Better Bike Plan 2025: A win for residents, equity and the environment

Graphic illustration by Shamita Gurusu

The Better Bike Plan 2025 strives to make biking in the city of San Jose more equitable, convenient and comfortable.

Shamita Gurusu, Business/PR Manager

On Oct. 6, the San Jose City Council unanimously passed the Better Bike Plan 2025 (BBP 25). Through this plan, the city of San Jose will build a 550-mile network of bike lanes, boulevards and trails connecting 190 square miles of the city. Within this network, there will be 100 miles of bike boulevards, 100 miles of off-street trails and more than 350 miles of protected bike lanes.

The project is estimated to cost between $250 to $420 million. The predecessor of the BBP 25, the Better Bike Plan 2020 (BBP 20), has built 392 miles of on-street bikeways and 63 miles of trails since its adoption in 2009. With the BBP 25 adding a total of 550 miles of biking network, 95 miles more than that of BBP 20, the price of implementing BBP 25 will be much higher. 

The San Jose City Staff started formulating the BBP 25 in December 2018 and developed the plan with the help of the San Jose Bicycle and Pedestrian Committee, a technical advisory committee, along with public input and collaborative discussions with community-based organizations through the process. For example, Latinos United for a New America and Vietnamese Voluntary Foundation helped ensure that the interests of minority groups were being taken into account during planning.

Other organizations involved include those focused on making positive environmental impacts, such as Veggielution, a San Jose community farm uniting people of different backgrounds  through their green spaces in the city. Their input was crucial as their goal — making San Jose a green city — aligns with those of the policy makers behind BBP 25. The diverse team that created the plan ultimately came up with four main goals for this new policy: to make biking more safe, comfortable, convenient and, most importantly, equitable.

“[The BBP 25] is a huge step toward making the city more environmentally friendly because I know that a lack of safe bike paths is a big reason as to why a lot of people don’t bike,” said Charu Vijay, a Lynbrook class of 2020 alumna pursuing environmental engineering at Tufts University.

Currently, many underprivileged communities are not able to bike as a means of commute due to the lack of continuous bike paths through the city. By formulating a more equitable plan to increase access among people in communities that do not already have access to bike paths, the BBP 25 hopes to increase the amount of people that commute via bike and make the city more environmentally-friendly.

With more people biking in the city of San Jose, the city will produce less greenhouse gases, less air pollutants and less noise pollution. In the long term, increased bike commute in the city could also lead to the construction and maintenance of fewer parking lots and freeways and consequently preserve green spaces in the city by preventing their development. 

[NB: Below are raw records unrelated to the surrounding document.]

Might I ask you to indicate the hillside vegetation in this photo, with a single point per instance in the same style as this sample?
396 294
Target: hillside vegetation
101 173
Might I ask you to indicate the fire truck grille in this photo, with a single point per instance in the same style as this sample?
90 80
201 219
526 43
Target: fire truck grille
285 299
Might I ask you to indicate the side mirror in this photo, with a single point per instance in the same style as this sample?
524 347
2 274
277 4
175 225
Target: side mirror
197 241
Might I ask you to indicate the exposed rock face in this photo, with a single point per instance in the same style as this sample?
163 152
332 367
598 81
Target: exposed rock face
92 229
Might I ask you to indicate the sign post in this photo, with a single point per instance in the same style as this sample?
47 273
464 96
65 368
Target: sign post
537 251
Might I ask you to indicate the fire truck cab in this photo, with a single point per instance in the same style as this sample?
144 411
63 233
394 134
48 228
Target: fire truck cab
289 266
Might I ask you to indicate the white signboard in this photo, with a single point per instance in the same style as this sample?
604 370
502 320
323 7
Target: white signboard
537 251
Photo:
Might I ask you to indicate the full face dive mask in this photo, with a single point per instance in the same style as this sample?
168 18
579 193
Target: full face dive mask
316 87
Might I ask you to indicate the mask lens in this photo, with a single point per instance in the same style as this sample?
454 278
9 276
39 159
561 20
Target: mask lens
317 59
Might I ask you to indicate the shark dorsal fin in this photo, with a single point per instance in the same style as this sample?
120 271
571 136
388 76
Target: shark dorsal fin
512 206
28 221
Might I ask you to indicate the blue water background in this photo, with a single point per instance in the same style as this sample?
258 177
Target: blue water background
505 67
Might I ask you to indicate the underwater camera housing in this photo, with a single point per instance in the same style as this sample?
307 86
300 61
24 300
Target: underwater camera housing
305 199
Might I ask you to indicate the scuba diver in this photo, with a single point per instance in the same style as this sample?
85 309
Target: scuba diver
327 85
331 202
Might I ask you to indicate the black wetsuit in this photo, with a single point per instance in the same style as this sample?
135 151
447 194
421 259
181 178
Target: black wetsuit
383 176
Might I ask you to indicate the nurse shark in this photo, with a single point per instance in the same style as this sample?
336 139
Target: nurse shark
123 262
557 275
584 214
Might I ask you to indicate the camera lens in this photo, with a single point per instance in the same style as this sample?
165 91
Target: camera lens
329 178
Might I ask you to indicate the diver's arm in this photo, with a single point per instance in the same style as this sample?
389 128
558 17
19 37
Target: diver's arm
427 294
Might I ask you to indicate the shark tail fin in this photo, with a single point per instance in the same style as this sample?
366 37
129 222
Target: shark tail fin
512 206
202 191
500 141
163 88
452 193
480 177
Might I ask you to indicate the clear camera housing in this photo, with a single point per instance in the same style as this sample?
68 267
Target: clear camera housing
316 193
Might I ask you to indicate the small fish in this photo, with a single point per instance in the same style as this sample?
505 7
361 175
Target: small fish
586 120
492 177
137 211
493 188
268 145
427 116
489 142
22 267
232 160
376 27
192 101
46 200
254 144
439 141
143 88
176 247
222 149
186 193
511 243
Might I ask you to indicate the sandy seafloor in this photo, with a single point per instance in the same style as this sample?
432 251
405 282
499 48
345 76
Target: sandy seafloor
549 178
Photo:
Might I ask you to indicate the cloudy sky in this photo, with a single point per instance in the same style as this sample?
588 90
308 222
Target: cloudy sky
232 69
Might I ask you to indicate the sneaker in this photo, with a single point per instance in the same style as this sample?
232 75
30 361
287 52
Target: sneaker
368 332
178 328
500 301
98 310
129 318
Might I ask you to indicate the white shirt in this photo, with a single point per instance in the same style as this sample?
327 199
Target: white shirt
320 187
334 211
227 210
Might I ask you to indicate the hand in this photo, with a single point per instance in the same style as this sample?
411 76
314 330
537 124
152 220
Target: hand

As of October 2020, only 1% of commute trips in the city of San Jose are made by bike and only 3% of people in the city reported biking as their primary way of commute to work. Of those who commute to downtown San Jose, 4% report using their bikes as their mode of transportation. Even though these numbers may seem insignificant, bike commuting is slowly gaining popularity in San Jose, as seen by the 28% increase in commute trips made by bike between 1990 and 2017. With the BBP 25, San Jose hopes to achieve a 15% increase in travel by bike by 2040 and a 20% increase in bike commuters by 2050. 

The BBP 20 added independent bike lanes on Johnson Avenue, making it safer and more convenient for Lynbrook students to bike to school on the busy road. The BBP 25 will be adding bike paths around additional schools with prominent roads like Johnson Avenue, thus increasing the overall safety around more San Jose schools and encouraging more students to take eco-friendly means of transport to school.

“I think this bike plan could be extremely effective in the aspect of school safety,” junior Archana Pisupati said. “I hope to see more eco-friendly projects like BBP 25 in the future.”

With the BBP 25, San Jose hopes to advance in improving equity, comfort, convenience and safety for bikers, ultimately getting one step closer to an eco-friendly city.